# Nutrients in fruits/veggies vs. meat/liver



## guestmama9916 (Jun 24, 2006)

I thought this was worth sharing.

_Today's dietary gurus tell us that we must eat vegetables and fruit to obtain vitamins and minerals. Per Magnuson, an astute member from Sweden, points out that fruits and vegetables cannot compare in nutrient levels with animal foods, especially nutrient-dense animal foods like liver. Here's what we came up with as a way of assessing the nutritional value of fruits and vegetables versus meat and liver.
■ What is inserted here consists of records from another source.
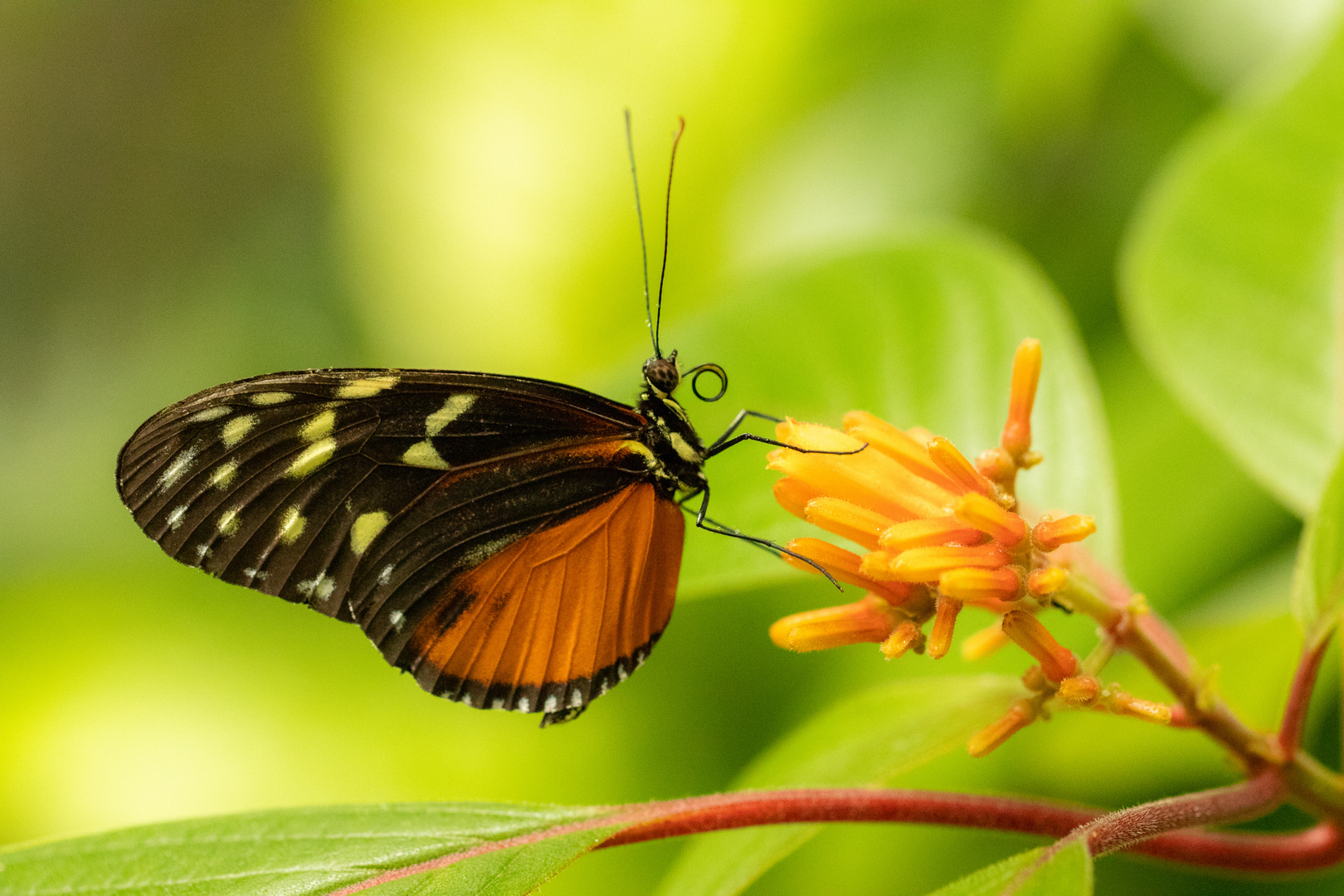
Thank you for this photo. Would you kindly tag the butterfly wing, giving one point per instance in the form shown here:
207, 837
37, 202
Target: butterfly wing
371, 494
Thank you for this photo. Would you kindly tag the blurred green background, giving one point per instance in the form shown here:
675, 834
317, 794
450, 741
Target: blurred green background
195, 192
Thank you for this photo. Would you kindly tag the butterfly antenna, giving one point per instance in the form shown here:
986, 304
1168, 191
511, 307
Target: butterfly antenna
667, 221
644, 249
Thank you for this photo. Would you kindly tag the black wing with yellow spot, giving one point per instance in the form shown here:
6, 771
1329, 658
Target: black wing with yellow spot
358, 492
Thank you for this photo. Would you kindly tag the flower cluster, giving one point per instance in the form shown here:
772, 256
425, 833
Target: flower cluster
938, 533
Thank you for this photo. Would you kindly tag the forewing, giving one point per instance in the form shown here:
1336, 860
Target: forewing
548, 624
284, 483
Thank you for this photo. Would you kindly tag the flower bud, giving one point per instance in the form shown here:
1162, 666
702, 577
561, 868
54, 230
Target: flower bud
1022, 395
1050, 533
1031, 635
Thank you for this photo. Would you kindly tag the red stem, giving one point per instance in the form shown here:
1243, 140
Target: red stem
1300, 698
1319, 846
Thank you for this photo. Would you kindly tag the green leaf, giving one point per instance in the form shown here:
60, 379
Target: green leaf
863, 740
921, 332
1230, 277
1319, 578
307, 850
1068, 874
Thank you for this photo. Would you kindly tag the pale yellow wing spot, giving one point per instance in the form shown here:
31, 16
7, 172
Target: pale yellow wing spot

Note that every nutrient in red meat except for vitamin C surpasses those in apples and carrots, and every nutrient-including vitamin C-in beef liver occurs in exceedingly higher levels in beef liver compared to apple and carrots._

Calcium
APPLE (100 g) 3.0 mg
CARROTS (100 g) 3.3 mg
RED MEAT (100 g) 11.0 mg
BEEF LIVER (100 g) 11.0 mg

Phosphorus
APPLE (100 g) 6.0 mg
CARROTS (100 g) 31.0 mg
RED MEAT (100 g) 140.0 mg
BEEF LIVER (100 g) 476.0 mg

Magnesium
APPLE (100 g) 4.8 mg
CARROTS (100 g) 6.2 mg
RED MEAT (100 g) 15.0 mg
BEEF LIVER (100 g) 18.0 mg

Potassium
APPLE (100 g) 139.0 mg
CARROTS (100 g) 222.0 mg
RED MEAT (100 g) 370.0 mg
BEEF LIVER (100 g) 380.0 mg

Iron
APPLE (100 g) .1 mg
CARROTS (100 g) .6 mg
RED MEAT (100 g) 3.3 mg
BEEF LIVER (100 g) 8.8 mg

Zinc
APPLE (100 g) .05 mg
CARROTS (100 g) .3 mg
RED MEAT (100 g) 4.4 mg
BEEF LIVER (100 g) 4.0 mg

Copper
APPLE (100 g) .04 mg
CARROTS (100 g) .08 mg
RED MEAT (100 g) .18 mg
BEEF LIVER (100 g) 12.0 mg

Vitamin A
APPLE (100 g) None
CARROTS (100 g) None
RED MEAT (100 g) 40 IU
BEEF LIVER (100 g) 53,400 IU

Vitamin D
APPLE (100 g) None
CARROTS (100 g) None
RED MEAT (100 g) Trace
BEEF LIVER (100 g) 19 IU

Vitamin E
APPLE (100 g) .37 mg
CARROTS (100 g) .11 mg
RED MEAT (100 g) 1.7 mg
BEEF LIVER (100 g) .63 mg

Vitamin C
APPLE (100 g) 7.0 mg
CARROTS (100 g) 6.0 mg
RED MEAT (100 g) None
BEEF LIVER (100 g) 27.0 mg

Thiamin
APPLE (100 g) .03 mg
CARROTS (100 g) .05 mg
RED MEAT (100 g) .05 mg
BEEF LIVER (100 g) .26 mg

Riboflavin
APPLE (100 g) .02 mg
CARROTS (100 g) .05 mg
RED MEAT (100 g) .20 mg
BEEF LIVER (100 g) 4.19 mg

Niacin
APPLE (100 g) .10 mg
CARROTS (100 g) .60 mg
RED MEAT (100 g) 4.0 mg
BEEF LIVER (100 g) 16.5 mg

Pantothenic Acid
APPLE (100 g) .11 mg
CARROTS (100 g) .19 mg
RED MEAT (100 g) .42 mg
BEEF LIVER (100 g) 8.8 mg

Vitamin B6
APPLE (100 g) .03 mg
CARROTS (100 g) .10 mg
RED MEAT (100 g) .07 mg
BEEF LIVER (100 g) .73 mg

Folic Acid
APPLE (100 g) 8.0 mcg
CARROTS (100 g) 24.0 mcg
RED MEAT (100 g) 4.0 mcg
BEEF LIVER (100 g) 145.0 mcg

Biotin
APPLE (100 g) None
CARROTS (100 g) .42 mcg
RED MEAT (100 g) 2.08 mcg
BEEF LIVER (100 g) 96.0 mcg

Vitamin B12
APPLE (100 g) None
CARROTS (100 g) None
RED MEAT (100 g) 1.84 mcg
BEEF LIVER (100 g) 111.3 mcg

http://www.westonaprice.org/causticc.../cc2006sp.html


----------



## tree_hugger (Aug 22, 2004)

Maybe this would be better in the Traditional Foods forum?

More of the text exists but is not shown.